At 2 weeks post-SCI, 1 week after SC transplantation, a cohort from each treatment group (n = 5 animals from the SCI-only and SCI with EGFP-SC transplantation groups) was deeply anesthetized (100 mg/kg ketamine, 10 mg/kg xylazine), 300 U heparin was injected into the spleen, and the animals were transcardially perfused first with 300 mL of cold saline followed with 500 mL of phosphate-buffered 4% paraformaldehyde (0.1 M, pH 7.4; [61]). The T7–T11 thoracic spinal cord (2 cm long piece) that contained the complete lesion and the transplanted SCs was dissected, post-fixed in 4% paraformaldehyde for 48 h, and placed in 30% w/v sucrose for an additional 48–72 h for cryoprotection during histological processing. A 2 cm piece of the spinal cord encompassing the T7-T9 thoracic cord was cryosectioned into 10 series at 20 μm thickness (each section was separated by a 200 μm interval) for immunohistochemistry and stereological quantification of immune cell numbers and morphology as previously described [62]. Fluorescent-conjugated specific secondary antibodies (ThermoFisher Scientific) were used for visualization by fluorescent microscopy. Slides were cover slipped with Vectashield mounting medium (Vector Labs, Burlingame, CA, USA) and stored at 4 °C until imaged.

4.11. Image Analysis

Images of stained tissue sections were acquired using a confocal laser-scanning microscope (Olympus, Fluoview FV 1000, Center Valley, PA, USA). Three to four randomly selected fields were imaged in the region of interest within the tissue section. The immunofluorescence intensity measurements for specific markers on the imaged sections was quantified using Image J software (available online: http://imagej.nih.gov/ij/). For presented images, the tonal range and sharpness (smart sharpen, 0.9 pixels) of the Tiff files were normalized using Adobe Photoshop CS2 (Adobe Systems Inc., San Jose, CA, USA).

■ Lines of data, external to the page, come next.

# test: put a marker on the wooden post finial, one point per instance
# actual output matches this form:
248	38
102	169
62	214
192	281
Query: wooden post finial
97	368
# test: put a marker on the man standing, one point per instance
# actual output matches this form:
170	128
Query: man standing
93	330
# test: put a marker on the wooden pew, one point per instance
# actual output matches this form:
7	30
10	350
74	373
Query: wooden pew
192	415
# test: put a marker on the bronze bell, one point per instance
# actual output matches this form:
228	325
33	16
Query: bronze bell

4.12. Statistical Analysis

The numbers used for the different experimental outcomes were determined by employing a power analysis with SigmaStat (software version 4.0, San Jose, CA, USA) using experimental data obtained previously of a similar type. A power of 0.85 was employed for sample size estimates, meaning that with the n chosen, there would be an 85% chance of detecting meaningful differences. Statistical analysis was performed using Graphpad Version 4.0 (Graphpad Software, Inc., La Jolla, CA, USA). A Student’s t-test or column statistics was used for comparisons between SC-transplanted and control groups. Differences were accepted as statistically significant at * p < 0.05, or ** p < 0.01. All errors are given as standard errors of the mean.